Les pays du G20 s'engagent à éviter une « guerre des monnaies »

Radio-Canada avec Agence France-Presse et Reuters
Le récit de Luc Lapierre

Les pays du G20 s'engagent à ne pas pratiquer une dévaluation compétitive tout en soutenant la reprise économique; ils comptent aussi prendre des mesures pour lutter contre les paradis fiscaux, selon le communiqué final de la réunion de Moscou, samedi.

Les ministres des Finances et banquiers centraux du G20, réunis dans la capitale russe depuis la veille, mettent aussi l'accent sur des « stratégies crédibles de moyen terme » pour réduire leurs déficits budgétaires, sans faire référence à des objectifs chiffrés et à des échéances précises.

Jim Flaherty Jim Flaherty

Jim Flaherty, ministre canadien des Finances, s'est dit heureux de voir le G20 promettre d'adopter cette stratégie fiscale demeurant ainsi fidèle à ses engagements passés, d'ici la prochaine réunion du groupe, en septembre.

« Les débats ont trop souvent mené à une fausse dichotomie entre la discipline fiscale et un programme en faveur de la croissance. Ce qui compte vraiment, c'est d'atteindre le bon équilibre », a-t-il dit.

Selon eux, les « risques » menaçant l'économie mondiale ont « reculé » et « les conditions des marchés financiers se sont améliorées ». Pour autant, « d'importants risques demeurent et la croissance mondiale est toujours trop faible », estiment les grands argentiers des principales puissances de la planète.

La réunion de Moscou a été précédée par les craintes d'une « guerre des monnaies », provoquée par un enchaînement de dévaluations compétitives par des pays en quête de croissance. Le G20 tente d'écarter ce risque.

Certains pays européens, dont la France, s'inquiètent aussi de la vigueur de l'euro, qui handicape leurs exportations. Ces pays mettent en cause les politiques monétaires de pays en quête de croissance qui produisent de la monnaie pour soutenir leur économie, avec pour effet de déprécier leurs devises. Récemment, le Japon a adopté cette politique, qui est courante aux États-Unis, mais n'est pas utilisée par la Banque centrale européenne.

« La politique monétaire doit être dirigée vers la stabilité des prix au niveau national et continuer à soutenir la reprise économique, conformément aux mandats respectifs » des différentes banques centrales, estiment les pays du G20.

Toutefois, ils s'engagent à « s'abstenir de mener des dévaluations compétitives ». « Nous ne fixerons pas de cibles de taux de changes à des fins de compétitivité », promettent-ils.

Les membres du G20 laissent en revanche la porte ouverte à une dévaluation qui résulterait d'une politique de relance, comme c'est le cas au Japon.
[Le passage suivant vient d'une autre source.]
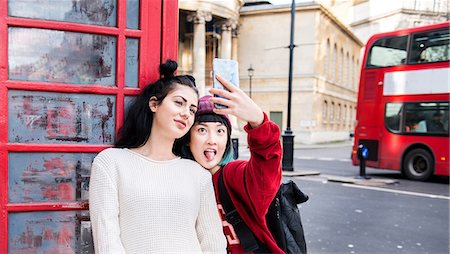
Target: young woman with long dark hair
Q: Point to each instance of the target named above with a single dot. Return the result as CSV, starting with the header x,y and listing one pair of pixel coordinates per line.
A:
x,y
144,198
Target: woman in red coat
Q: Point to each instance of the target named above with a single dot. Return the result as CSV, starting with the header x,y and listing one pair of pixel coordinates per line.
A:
x,y
251,184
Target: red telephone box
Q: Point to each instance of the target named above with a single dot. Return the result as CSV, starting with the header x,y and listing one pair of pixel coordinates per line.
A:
x,y
67,71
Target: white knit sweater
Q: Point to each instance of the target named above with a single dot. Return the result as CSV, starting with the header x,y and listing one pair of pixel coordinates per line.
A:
x,y
138,205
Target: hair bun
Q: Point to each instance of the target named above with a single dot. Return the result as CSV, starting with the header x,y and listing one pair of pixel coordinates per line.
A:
x,y
168,68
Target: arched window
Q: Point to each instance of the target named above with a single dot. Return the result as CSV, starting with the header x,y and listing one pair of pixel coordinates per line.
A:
x,y
338,112
327,59
347,71
334,63
324,110
332,111
352,73
341,67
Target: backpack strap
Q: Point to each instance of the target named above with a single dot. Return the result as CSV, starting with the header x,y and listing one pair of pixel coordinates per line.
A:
x,y
246,237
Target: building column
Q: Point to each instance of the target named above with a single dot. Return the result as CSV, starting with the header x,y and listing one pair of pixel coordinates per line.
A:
x,y
199,49
234,42
226,45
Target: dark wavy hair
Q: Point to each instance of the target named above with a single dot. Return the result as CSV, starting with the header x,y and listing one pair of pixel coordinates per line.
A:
x,y
181,147
138,122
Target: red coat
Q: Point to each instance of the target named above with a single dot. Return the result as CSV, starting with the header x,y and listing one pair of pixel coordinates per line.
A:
x,y
252,184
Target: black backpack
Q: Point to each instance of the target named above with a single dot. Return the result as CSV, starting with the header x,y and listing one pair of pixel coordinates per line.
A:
x,y
283,220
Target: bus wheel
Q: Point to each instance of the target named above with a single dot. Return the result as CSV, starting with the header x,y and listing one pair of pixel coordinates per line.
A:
x,y
418,165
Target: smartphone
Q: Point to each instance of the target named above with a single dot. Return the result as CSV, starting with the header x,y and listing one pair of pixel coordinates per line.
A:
x,y
227,69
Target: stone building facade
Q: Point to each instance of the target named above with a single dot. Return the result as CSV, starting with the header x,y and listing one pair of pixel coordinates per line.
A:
x,y
326,62
325,69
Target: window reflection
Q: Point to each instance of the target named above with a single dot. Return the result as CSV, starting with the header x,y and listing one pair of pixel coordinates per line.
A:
x,y
50,232
133,14
42,117
63,57
132,56
99,12
46,177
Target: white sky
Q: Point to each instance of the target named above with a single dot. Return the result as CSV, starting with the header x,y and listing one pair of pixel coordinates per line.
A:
x,y
276,2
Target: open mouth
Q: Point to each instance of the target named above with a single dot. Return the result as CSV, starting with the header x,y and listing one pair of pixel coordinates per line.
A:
x,y
210,154
181,123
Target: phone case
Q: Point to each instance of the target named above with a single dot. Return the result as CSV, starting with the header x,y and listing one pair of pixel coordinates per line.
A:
x,y
229,70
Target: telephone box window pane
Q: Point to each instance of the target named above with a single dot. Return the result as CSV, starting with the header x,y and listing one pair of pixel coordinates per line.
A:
x,y
131,72
43,117
133,14
128,101
49,177
99,12
50,232
64,57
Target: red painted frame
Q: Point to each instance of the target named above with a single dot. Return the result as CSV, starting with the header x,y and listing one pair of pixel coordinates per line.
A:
x,y
158,42
373,127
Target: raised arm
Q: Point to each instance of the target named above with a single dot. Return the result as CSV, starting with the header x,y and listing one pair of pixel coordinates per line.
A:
x,y
255,181
209,227
104,210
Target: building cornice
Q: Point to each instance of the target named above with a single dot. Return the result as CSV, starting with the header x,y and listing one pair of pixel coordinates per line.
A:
x,y
395,12
217,8
271,9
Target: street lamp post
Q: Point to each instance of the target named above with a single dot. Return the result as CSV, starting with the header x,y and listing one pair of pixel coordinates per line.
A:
x,y
250,75
288,137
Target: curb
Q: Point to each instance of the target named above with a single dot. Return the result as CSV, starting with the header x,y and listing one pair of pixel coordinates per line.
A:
x,y
341,179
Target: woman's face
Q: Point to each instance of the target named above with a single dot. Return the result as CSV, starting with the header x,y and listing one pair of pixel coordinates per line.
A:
x,y
174,116
208,144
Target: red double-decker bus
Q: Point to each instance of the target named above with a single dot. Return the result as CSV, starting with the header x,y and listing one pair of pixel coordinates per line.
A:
x,y
403,102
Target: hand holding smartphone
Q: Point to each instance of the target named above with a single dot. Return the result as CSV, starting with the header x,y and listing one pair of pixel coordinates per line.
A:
x,y
228,70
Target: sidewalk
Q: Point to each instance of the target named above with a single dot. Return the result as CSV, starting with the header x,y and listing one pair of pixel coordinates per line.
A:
x,y
244,153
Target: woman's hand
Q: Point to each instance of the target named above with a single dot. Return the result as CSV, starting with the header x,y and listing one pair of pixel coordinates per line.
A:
x,y
238,103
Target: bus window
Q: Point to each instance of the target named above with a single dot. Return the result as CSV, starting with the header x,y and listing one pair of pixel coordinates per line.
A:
x,y
392,116
430,47
429,118
387,52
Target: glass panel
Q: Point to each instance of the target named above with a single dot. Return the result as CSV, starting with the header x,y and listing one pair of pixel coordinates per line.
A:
x,y
388,52
43,117
63,57
47,177
430,47
99,12
429,118
393,116
128,101
132,55
133,14
50,232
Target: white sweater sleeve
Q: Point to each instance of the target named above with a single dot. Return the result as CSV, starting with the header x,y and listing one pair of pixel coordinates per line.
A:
x,y
104,209
209,225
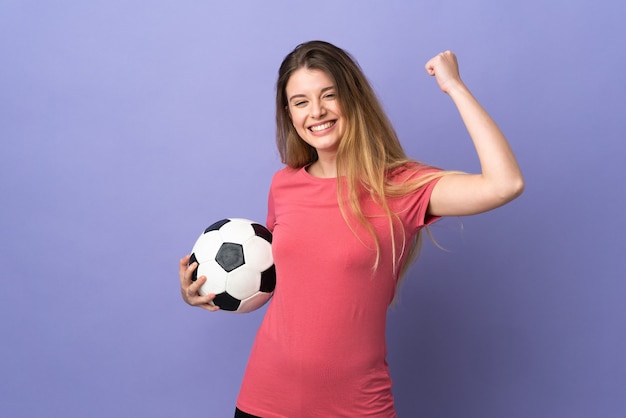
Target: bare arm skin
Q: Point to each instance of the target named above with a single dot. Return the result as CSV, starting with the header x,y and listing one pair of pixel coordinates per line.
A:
x,y
500,180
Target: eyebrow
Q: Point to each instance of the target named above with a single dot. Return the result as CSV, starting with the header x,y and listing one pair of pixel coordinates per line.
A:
x,y
324,90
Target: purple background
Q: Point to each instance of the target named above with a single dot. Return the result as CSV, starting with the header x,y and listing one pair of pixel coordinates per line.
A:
x,y
129,126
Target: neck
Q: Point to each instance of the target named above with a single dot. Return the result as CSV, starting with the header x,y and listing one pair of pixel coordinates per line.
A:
x,y
323,168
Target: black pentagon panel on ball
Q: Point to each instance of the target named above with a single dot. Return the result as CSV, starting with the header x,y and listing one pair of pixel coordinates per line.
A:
x,y
226,302
268,280
230,256
217,225
193,259
263,232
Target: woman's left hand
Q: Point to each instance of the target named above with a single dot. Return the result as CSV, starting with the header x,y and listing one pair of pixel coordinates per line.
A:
x,y
445,68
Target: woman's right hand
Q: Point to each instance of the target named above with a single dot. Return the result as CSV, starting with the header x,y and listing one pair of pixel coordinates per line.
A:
x,y
190,289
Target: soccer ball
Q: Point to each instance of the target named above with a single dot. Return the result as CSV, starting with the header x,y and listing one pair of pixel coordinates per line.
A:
x,y
235,255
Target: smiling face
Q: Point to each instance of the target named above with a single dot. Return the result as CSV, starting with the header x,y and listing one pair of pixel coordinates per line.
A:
x,y
315,110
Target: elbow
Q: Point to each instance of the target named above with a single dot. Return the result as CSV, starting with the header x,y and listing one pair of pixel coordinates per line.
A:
x,y
511,189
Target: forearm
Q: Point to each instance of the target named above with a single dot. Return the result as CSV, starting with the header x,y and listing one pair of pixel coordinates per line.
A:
x,y
499,168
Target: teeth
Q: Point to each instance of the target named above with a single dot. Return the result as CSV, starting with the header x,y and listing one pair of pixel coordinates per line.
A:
x,y
321,127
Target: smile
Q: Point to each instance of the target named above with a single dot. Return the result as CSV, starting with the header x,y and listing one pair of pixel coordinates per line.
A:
x,y
322,126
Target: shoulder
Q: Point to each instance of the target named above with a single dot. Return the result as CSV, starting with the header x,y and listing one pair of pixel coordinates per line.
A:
x,y
284,174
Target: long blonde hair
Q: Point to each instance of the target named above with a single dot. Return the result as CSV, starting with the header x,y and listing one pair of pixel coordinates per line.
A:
x,y
369,150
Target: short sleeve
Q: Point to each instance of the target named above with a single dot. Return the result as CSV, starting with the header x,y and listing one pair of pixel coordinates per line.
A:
x,y
271,214
413,207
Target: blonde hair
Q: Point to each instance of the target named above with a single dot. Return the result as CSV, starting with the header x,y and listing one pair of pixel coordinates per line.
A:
x,y
369,149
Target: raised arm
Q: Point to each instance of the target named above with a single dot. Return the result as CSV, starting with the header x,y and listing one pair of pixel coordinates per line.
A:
x,y
500,180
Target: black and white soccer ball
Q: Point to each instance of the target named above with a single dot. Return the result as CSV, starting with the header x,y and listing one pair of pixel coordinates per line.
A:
x,y
235,255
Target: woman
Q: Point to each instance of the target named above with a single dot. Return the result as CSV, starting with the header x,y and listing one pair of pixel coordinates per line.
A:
x,y
346,213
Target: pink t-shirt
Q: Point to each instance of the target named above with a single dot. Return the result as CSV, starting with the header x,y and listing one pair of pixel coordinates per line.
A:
x,y
320,351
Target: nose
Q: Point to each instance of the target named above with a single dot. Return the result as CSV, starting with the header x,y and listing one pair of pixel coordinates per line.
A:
x,y
317,109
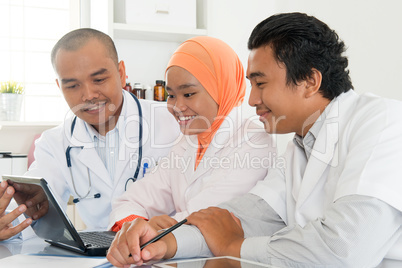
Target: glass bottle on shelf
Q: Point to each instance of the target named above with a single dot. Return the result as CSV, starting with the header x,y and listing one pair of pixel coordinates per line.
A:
x,y
159,91
139,91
Face aux critiques suscitées par la
chute du yen, ils s'engagent à « essayer de minimiser les effets collatéraux des politiques d'assouplissement monétaire sur les autres pays ».

Les ministres et banquiers centraux réaffirment leur engagement « à aller rapidement vers des systèmes de taux de change davantage déterminés par le marché » et qui « reflète les fondamentaux économiques sous-jacents ».

Sur le sujet épineux des changes, ils disent vouloir « travailler plus étroitement les uns avec les autres, afin de croître ensemble ».

Lutte aux paradis fiscaux

Le G20 veut aussi prendre des mesures pour éliminer les failles du système fiscal international qui permettent aux multinationales d'échapper à l'impôt, selon le communiqué final.

Les ministres des Finances se donnent rendez-vous en juillet pour étudier « le plan d'action complet » que l'Organisation de coopération et de développement économiques (OCDE) aura entre-temps préparé. Ce plan vise à refondre les normes fiscales internationales, inadaptées à la mondialisation et au développement de l'économie numérique, et qui « permettent trop souvent » aux multinationales « d'échapper complètement à l'impôt », selon l'organisation.

D'après l'OCDE, « certaines multinationales utilisent des stratégies qui leur permettent de ne payer que 5 % d'impôts sur les bénéfices, alors que des entreprises plus petites en acquittent jusqu'à 30 % ».

Dans le sillage de la crise financière de 2008, l'OCDE avait publié une liste noire visant les paradis fiscaux. Mais l'attention s'est récemment portée vers les grandes entreprises, les cafés Starbucks ou le distributeur en ligne Amazon se trouvant montrés du doigt. Le géant Google s'est également retrouvé sur la sellette.